In the larger prototype-based layout, we’re trying to balance the desire for somewhat accurately depicting a number of scenes over nearly 200 miles of real-life railroad within the realities of finite space and the minimum radius demanded by the brass locomotives. The optimal location for a turnback loop squeezes aisles and adjoining benchwork uncomfortably. Here, too, an inch or two can mean a lot.

In turns out that I really enjoy working through these kinds of challenges. (Good thing, too, because they seem to crop up in every project.) It’s hard for me to relate to the interest some find in crafting pie-in-the-sky plans for oversized spaces they’ll never actually have. What’s the fun of layout design in a gymnasium? (Check that, if you happen to have a gymnasium, I’m available and happy to help.) To me, it’s exciting to finally come upon a great way to coil things into the space after trying a lot of alternatives and to suddenly see opportunities for locating specific scenes at an appropriate bend in the resulting benchwork footprint.

Working with constraints makes you clever, I think.

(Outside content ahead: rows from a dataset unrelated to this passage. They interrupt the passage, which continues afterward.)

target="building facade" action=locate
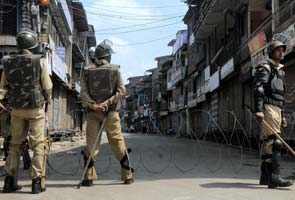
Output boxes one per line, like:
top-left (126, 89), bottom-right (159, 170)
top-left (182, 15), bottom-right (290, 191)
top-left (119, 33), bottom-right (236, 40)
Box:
top-left (122, 0), bottom-right (295, 145)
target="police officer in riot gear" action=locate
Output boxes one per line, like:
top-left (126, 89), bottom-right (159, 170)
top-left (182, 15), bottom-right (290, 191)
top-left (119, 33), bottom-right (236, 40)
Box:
top-left (80, 40), bottom-right (134, 186)
top-left (254, 40), bottom-right (293, 188)
top-left (0, 29), bottom-right (52, 194)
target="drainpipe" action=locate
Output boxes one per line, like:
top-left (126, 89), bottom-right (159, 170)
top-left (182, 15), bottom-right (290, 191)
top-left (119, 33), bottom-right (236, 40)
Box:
top-left (79, 32), bottom-right (88, 80)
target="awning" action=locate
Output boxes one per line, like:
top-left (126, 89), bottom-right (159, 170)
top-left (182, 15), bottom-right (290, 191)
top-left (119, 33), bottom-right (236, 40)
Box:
top-left (72, 42), bottom-right (85, 63)
top-left (195, 0), bottom-right (232, 40)
top-left (72, 2), bottom-right (89, 32)
top-left (87, 25), bottom-right (96, 47)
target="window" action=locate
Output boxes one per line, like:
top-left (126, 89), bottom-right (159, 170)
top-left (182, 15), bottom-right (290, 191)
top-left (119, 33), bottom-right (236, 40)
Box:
top-left (0, 0), bottom-right (17, 35)
top-left (168, 71), bottom-right (171, 82)
top-left (239, 6), bottom-right (248, 37)
top-left (193, 75), bottom-right (197, 94)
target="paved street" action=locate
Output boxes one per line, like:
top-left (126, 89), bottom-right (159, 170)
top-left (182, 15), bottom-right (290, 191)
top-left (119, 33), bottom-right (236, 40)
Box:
top-left (0, 133), bottom-right (294, 200)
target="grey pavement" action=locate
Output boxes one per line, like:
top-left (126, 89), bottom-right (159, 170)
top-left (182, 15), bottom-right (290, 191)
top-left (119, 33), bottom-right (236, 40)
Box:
top-left (0, 133), bottom-right (294, 200)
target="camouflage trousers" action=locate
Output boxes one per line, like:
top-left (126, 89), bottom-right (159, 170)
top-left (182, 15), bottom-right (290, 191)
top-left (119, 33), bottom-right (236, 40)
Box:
top-left (1, 111), bottom-right (11, 138)
top-left (260, 104), bottom-right (282, 162)
top-left (5, 108), bottom-right (47, 188)
top-left (84, 111), bottom-right (132, 181)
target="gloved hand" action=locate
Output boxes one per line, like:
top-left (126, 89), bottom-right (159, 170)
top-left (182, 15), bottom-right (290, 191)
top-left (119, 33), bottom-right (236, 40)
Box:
top-left (256, 112), bottom-right (264, 124)
top-left (281, 117), bottom-right (288, 128)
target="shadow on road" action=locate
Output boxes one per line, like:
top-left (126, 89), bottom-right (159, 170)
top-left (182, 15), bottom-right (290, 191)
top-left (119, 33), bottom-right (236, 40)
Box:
top-left (0, 133), bottom-right (294, 189)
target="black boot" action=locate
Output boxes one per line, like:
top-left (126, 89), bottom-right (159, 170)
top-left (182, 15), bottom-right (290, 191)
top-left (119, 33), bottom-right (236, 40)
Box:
top-left (269, 174), bottom-right (293, 188)
top-left (32, 177), bottom-right (43, 194)
top-left (3, 176), bottom-right (22, 193)
top-left (267, 140), bottom-right (293, 188)
top-left (259, 161), bottom-right (268, 185)
top-left (124, 178), bottom-right (134, 185)
top-left (80, 150), bottom-right (94, 187)
top-left (267, 160), bottom-right (293, 188)
top-left (120, 148), bottom-right (134, 185)
top-left (81, 179), bottom-right (93, 187)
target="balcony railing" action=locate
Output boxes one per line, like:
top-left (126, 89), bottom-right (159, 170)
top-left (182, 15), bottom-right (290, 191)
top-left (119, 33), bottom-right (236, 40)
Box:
top-left (169, 101), bottom-right (176, 112)
top-left (188, 43), bottom-right (205, 75)
top-left (167, 66), bottom-right (185, 90)
top-left (242, 0), bottom-right (295, 68)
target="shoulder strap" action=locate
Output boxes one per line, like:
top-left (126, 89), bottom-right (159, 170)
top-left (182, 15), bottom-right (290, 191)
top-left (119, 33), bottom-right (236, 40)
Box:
top-left (32, 55), bottom-right (42, 69)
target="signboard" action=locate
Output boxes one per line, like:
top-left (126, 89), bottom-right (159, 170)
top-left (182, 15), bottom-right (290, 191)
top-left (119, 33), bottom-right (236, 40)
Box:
top-left (281, 23), bottom-right (295, 54)
top-left (220, 57), bottom-right (234, 80)
top-left (204, 65), bottom-right (210, 81)
top-left (58, 0), bottom-right (73, 33)
top-left (55, 47), bottom-right (66, 63)
top-left (248, 31), bottom-right (267, 54)
top-left (209, 70), bottom-right (220, 92)
top-left (52, 51), bottom-right (68, 83)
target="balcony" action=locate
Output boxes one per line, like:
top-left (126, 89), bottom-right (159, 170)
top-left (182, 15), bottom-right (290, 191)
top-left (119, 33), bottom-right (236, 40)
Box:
top-left (72, 44), bottom-right (85, 64)
top-left (72, 1), bottom-right (89, 32)
top-left (244, 1), bottom-right (295, 68)
top-left (172, 30), bottom-right (188, 55)
top-left (86, 25), bottom-right (96, 47)
top-left (188, 43), bottom-right (206, 75)
top-left (178, 96), bottom-right (185, 109)
top-left (216, 39), bottom-right (235, 66)
top-left (193, 0), bottom-right (232, 40)
top-left (160, 82), bottom-right (168, 98)
top-left (168, 95), bottom-right (185, 112)
top-left (167, 66), bottom-right (186, 91)
top-left (169, 101), bottom-right (176, 112)
top-left (196, 86), bottom-right (206, 103)
top-left (187, 92), bottom-right (198, 108)
top-left (159, 100), bottom-right (168, 112)
top-left (265, 0), bottom-right (295, 32)
top-left (50, 0), bottom-right (73, 44)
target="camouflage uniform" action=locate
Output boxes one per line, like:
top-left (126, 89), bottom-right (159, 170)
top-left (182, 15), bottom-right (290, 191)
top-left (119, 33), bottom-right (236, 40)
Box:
top-left (81, 58), bottom-right (133, 183)
top-left (0, 108), bottom-right (10, 159)
top-left (0, 105), bottom-right (14, 164)
top-left (254, 56), bottom-right (293, 188)
top-left (255, 58), bottom-right (285, 157)
top-left (0, 49), bottom-right (52, 191)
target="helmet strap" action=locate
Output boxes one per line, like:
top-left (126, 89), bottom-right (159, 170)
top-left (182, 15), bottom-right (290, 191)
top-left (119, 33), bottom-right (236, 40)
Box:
top-left (105, 55), bottom-right (111, 63)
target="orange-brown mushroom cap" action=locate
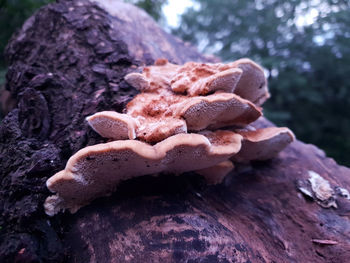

Experts in brain morphology and function tell us that exercising our brains in different and challenging ways helps our brains stay younger. My layout design gray matter is getting a pretty good workout lately – gotta feel the burn.

I had the chance a few weeks ago to hear dobro master Jerry Douglas in concert. His music defies categorization to some degree, but springs from bluegrass roots (as evidenced by his long-standing collaboration with Alison Krauss and Union Station). His band was first class (but why do the lead guitar players always have it cranked up to 11, no matter the venue?) and Douglas has a very dry sense of humor that illuminated some of the playful spirit in his tunes. He is widely regarded as the best to ever play the instrument, and it was a joy to experience the virtuosity in real life. The new CD is titled Best Kept Secret and goes a bit more in a jazz direction than some of his earlier work. I’m slightly more partial to the more blues- and bluegrass-inflected albums, but it’s still a keeper!